Creating new traditions: PreK events and Back to School Bash are huge hits with families

  Building on the success of two inaugural events that premiered last summer, EPS once again held two celebrations for students and families to mark the start of the school year. Up first were special gatherings for prekindergarten families held at the Room Escape Boston in Chelsea. The Webster Extension celebration was on August 23, followed by the Adams School on August 24. The festivities included games, arts & crafts, giveaways, an indoor playground and free food from Texas Roadhouse and desserts from Spinelli’s. Those who attended also had the chance to meet teachers and the Web Ex and Adams School Head Teachers, Jessyca Redler and Laurie Stokes. Superintendent Tahiliani and her team launched these events in 2021 to give first- and second-year EPS families the chance to meet pre-K teachers and other members of their school communities.

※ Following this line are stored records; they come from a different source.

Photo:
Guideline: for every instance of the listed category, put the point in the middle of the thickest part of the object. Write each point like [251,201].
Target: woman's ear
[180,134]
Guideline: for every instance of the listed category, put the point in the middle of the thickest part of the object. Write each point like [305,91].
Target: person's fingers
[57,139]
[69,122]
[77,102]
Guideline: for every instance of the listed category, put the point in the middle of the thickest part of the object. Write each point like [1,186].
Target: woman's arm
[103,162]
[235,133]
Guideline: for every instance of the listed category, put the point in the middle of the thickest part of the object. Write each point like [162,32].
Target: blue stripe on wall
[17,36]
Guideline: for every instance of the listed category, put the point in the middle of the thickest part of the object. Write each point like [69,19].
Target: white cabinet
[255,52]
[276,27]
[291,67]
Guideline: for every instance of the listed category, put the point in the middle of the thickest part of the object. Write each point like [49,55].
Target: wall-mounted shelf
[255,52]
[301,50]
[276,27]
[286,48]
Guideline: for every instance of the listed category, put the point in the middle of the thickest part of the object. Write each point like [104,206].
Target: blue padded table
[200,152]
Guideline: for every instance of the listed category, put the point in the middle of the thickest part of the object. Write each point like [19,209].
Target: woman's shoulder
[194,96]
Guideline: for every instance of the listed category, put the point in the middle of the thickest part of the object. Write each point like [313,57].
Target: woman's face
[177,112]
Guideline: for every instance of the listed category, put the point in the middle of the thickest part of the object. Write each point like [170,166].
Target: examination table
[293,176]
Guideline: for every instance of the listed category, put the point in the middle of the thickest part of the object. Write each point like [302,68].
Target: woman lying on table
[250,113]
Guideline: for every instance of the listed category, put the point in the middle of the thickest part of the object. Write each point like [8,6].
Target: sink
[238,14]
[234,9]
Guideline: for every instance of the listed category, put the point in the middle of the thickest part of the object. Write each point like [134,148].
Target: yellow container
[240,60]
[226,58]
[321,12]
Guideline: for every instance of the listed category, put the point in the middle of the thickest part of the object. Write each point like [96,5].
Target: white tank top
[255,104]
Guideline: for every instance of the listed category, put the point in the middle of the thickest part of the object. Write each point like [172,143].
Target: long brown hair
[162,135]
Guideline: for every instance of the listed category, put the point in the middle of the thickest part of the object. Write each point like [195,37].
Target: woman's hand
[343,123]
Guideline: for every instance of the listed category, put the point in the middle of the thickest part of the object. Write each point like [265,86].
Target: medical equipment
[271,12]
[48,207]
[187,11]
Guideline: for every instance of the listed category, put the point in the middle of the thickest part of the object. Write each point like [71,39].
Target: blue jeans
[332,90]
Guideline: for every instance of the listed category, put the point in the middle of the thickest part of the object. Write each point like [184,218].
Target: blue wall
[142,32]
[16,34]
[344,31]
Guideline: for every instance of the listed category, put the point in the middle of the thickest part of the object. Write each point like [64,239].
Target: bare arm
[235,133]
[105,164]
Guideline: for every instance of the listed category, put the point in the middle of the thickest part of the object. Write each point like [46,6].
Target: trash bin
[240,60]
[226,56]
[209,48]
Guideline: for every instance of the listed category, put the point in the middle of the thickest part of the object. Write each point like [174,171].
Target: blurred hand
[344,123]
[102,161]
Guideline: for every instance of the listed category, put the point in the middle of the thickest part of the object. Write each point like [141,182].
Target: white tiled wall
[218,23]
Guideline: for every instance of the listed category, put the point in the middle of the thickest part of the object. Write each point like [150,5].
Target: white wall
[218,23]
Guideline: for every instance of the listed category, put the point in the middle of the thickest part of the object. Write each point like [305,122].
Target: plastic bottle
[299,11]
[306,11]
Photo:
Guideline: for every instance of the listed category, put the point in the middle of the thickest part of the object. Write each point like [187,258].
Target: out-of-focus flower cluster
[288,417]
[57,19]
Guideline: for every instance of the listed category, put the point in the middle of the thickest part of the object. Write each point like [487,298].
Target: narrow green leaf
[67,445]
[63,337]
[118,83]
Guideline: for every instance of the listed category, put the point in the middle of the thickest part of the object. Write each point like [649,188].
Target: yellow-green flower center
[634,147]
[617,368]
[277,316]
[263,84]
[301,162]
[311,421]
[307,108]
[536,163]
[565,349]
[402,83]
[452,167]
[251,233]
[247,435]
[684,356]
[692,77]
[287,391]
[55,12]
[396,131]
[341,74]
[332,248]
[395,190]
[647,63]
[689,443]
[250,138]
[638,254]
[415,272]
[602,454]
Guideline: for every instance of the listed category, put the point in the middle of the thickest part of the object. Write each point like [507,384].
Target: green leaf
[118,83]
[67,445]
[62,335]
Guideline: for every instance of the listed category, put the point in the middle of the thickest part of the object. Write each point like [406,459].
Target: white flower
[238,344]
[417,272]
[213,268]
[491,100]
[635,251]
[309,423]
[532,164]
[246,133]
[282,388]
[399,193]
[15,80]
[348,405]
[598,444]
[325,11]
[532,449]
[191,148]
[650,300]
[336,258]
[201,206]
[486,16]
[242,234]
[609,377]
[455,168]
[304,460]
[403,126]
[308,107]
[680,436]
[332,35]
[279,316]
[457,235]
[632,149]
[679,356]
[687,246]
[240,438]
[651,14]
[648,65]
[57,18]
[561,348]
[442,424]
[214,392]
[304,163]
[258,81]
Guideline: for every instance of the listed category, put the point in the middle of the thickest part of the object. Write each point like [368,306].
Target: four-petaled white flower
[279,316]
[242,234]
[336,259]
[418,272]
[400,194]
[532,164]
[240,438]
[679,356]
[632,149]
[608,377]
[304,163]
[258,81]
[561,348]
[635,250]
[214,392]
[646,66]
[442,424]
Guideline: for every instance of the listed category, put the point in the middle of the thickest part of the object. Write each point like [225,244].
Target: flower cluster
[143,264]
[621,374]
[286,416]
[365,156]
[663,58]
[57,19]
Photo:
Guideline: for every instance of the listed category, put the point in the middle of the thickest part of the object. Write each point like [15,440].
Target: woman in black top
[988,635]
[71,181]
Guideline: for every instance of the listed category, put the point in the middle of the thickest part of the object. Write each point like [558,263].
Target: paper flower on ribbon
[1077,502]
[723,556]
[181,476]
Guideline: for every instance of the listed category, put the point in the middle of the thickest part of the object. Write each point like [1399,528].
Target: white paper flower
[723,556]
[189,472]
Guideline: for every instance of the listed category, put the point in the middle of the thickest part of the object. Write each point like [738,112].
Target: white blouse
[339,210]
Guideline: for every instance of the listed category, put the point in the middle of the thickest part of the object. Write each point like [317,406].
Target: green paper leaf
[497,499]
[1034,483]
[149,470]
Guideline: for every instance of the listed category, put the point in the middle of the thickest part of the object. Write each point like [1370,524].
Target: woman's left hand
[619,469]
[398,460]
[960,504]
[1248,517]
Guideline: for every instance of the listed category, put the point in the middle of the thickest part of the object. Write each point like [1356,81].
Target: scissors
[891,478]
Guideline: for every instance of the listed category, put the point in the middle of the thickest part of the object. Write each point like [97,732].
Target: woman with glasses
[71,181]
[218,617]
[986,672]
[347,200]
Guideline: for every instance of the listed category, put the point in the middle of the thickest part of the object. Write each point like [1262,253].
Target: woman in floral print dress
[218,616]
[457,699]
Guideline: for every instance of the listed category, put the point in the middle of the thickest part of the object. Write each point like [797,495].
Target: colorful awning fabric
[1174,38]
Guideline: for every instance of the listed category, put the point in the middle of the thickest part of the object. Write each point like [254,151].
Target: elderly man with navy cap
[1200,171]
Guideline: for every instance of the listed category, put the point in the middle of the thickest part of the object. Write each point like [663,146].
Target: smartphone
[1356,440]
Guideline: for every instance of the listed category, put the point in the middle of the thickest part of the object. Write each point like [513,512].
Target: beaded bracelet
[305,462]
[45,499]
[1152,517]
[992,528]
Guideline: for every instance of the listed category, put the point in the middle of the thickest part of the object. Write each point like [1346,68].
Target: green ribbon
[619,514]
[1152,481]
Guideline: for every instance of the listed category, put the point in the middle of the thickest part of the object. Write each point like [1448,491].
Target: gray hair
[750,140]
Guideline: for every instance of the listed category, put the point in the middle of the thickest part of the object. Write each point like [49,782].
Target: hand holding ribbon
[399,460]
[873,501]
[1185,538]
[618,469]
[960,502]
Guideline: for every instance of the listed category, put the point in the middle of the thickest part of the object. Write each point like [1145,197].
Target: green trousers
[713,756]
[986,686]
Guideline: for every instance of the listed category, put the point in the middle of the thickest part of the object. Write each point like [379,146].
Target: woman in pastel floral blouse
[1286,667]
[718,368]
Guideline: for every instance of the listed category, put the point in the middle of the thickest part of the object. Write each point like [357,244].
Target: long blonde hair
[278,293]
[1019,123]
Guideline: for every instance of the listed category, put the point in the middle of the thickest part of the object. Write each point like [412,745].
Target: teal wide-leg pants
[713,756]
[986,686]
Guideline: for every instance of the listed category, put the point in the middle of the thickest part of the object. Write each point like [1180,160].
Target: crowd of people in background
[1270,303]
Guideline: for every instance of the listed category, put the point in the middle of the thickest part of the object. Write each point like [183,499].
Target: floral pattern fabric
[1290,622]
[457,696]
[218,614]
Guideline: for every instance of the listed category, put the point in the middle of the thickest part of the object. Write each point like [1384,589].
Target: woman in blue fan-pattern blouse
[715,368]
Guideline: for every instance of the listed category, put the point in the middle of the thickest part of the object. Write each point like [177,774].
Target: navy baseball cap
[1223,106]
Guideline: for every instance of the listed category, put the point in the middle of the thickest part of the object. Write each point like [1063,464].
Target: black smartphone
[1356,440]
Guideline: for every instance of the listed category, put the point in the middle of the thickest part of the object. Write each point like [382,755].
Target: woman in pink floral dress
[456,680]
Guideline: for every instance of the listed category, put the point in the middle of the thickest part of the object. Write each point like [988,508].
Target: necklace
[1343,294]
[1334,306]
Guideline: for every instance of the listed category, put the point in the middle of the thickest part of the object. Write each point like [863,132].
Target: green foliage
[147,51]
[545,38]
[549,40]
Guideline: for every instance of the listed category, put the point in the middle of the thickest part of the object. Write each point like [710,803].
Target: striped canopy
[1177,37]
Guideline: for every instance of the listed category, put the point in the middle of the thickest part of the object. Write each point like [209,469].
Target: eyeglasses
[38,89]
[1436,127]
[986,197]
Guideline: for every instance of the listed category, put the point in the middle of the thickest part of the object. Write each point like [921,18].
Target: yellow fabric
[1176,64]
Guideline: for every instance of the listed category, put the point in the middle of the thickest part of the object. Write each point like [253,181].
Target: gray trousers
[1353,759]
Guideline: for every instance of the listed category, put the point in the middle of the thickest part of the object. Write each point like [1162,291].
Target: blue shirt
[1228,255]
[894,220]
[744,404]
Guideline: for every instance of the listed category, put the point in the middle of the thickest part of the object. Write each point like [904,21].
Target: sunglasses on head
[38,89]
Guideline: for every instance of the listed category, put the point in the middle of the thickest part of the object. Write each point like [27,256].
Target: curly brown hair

  Another event that was held for the second consecutive year was the EPS Back to School Bash. The district-wide event was held on Monday, August 29 in front of Everett High School. There was food from The Chicken and Rice Guys, the Cookie Monstah and Richie’s Slush, as well as games and activities, a photo booth and giveaways. The district’s partners from the Eliot Family Resource Center and the Everett Haitian Community Health Center helped make the festivities a big success with the approximately 1,200 people who attended.